The Non-Employee Director Stock Unit Plan provides that each Director will receive an annual grant of
stock units that is equivalent to $60,000.
NON-EMPLOYEE DIRECTOR DEFERRED COMPENSATION PLAN
In addition to $30,000 from the annual retainer that is automatically deferred, outside Directors may elect
to defer any portion of the remainder of their annual retainer and Board attendance fees until after the termination
of their service on the Board under the Non-Employee Director Deferred Compensation Plan. Any deferred fees are
deemed to be invested in a number of units of Common Stock of the Company, but participating Directors receive
no equity interest or voting rights in any shares of the Common Stock.
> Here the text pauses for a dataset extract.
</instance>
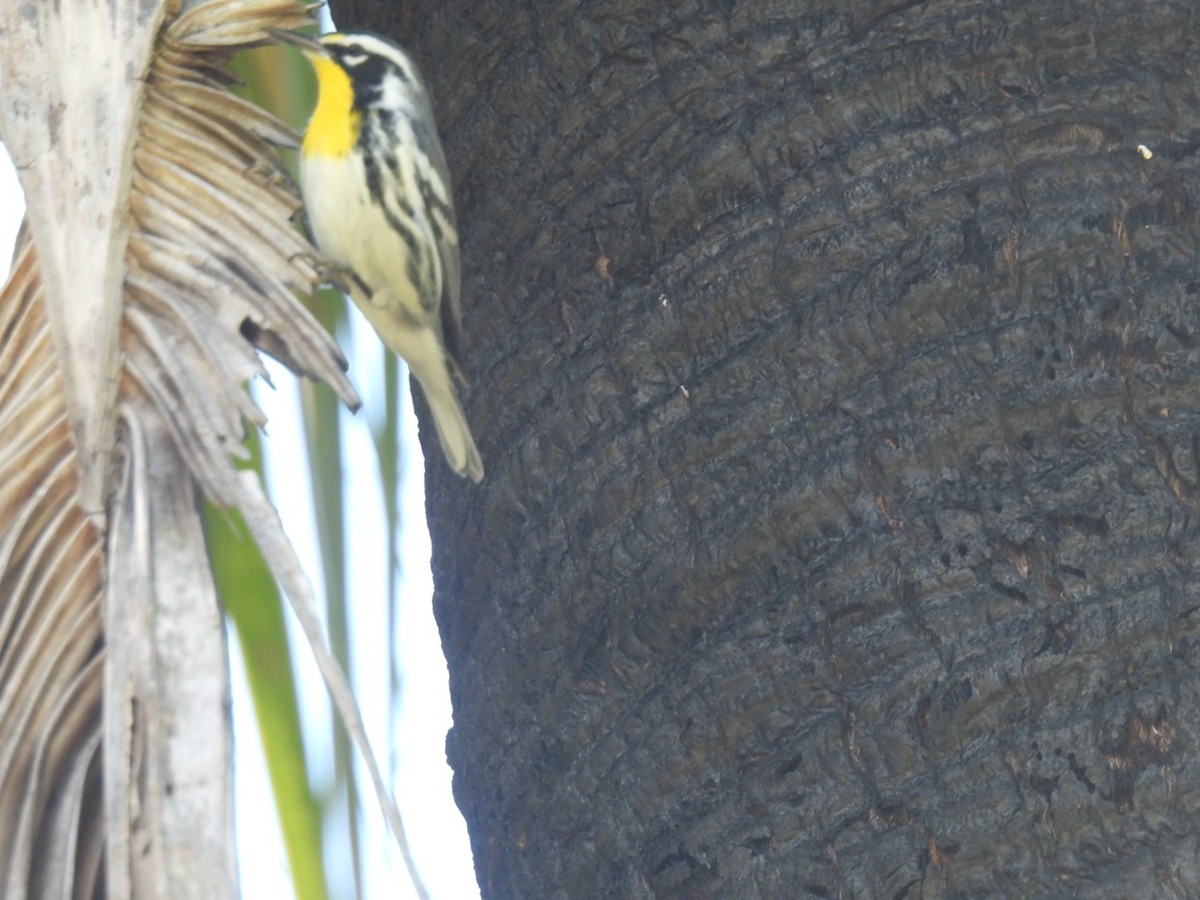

The number of units credited to the account
of a participating Director is equal to the dollar amount of the deferred fees divided by the average of the high
and low selling prices (i.e., market value) of the Common Stock on the day the deferred fees would otherwise be
payable to the participating Director. The number of units in each account is adjusted from time to time to reflect the
payment of dividends on the number of shares of Common Stock represented by the units. Unless otherwise agreed
to by the participant and the Board, when the participant ceases to be a member of the Board of Directors, he or
she will receive cash equal to the market value of a share of the Company’s Common Stock on the date of payment
multiplied by the number of units credited to the participant’s account.
NON-EMPLOYEE DIRECTOR STOCK UNIT PLAN
Effective January 1, 1998, we established the Non-Employee Director Stock Unit Plan (“Stock Unit
Plan”). The Stock Unit Plan provides for an annual grant of stock units equivalent to $60,000 to each non-employee
Director. Each unit is equal in economic value to one share of the Company’s Common Stock, but does not represent
an equity interest or entitle its holder to vote. The number of units is adjusted from time to time to reflect the
payment of dividends with respect to the Common Stock of the Company. Benefits under the Stock Unit Plan vest
after a participant has been a member of the Board for five years and are payable solely in cash. Effective January 1,
2007, a Director shall be fully vested at all times in the stock units credited to his or her account.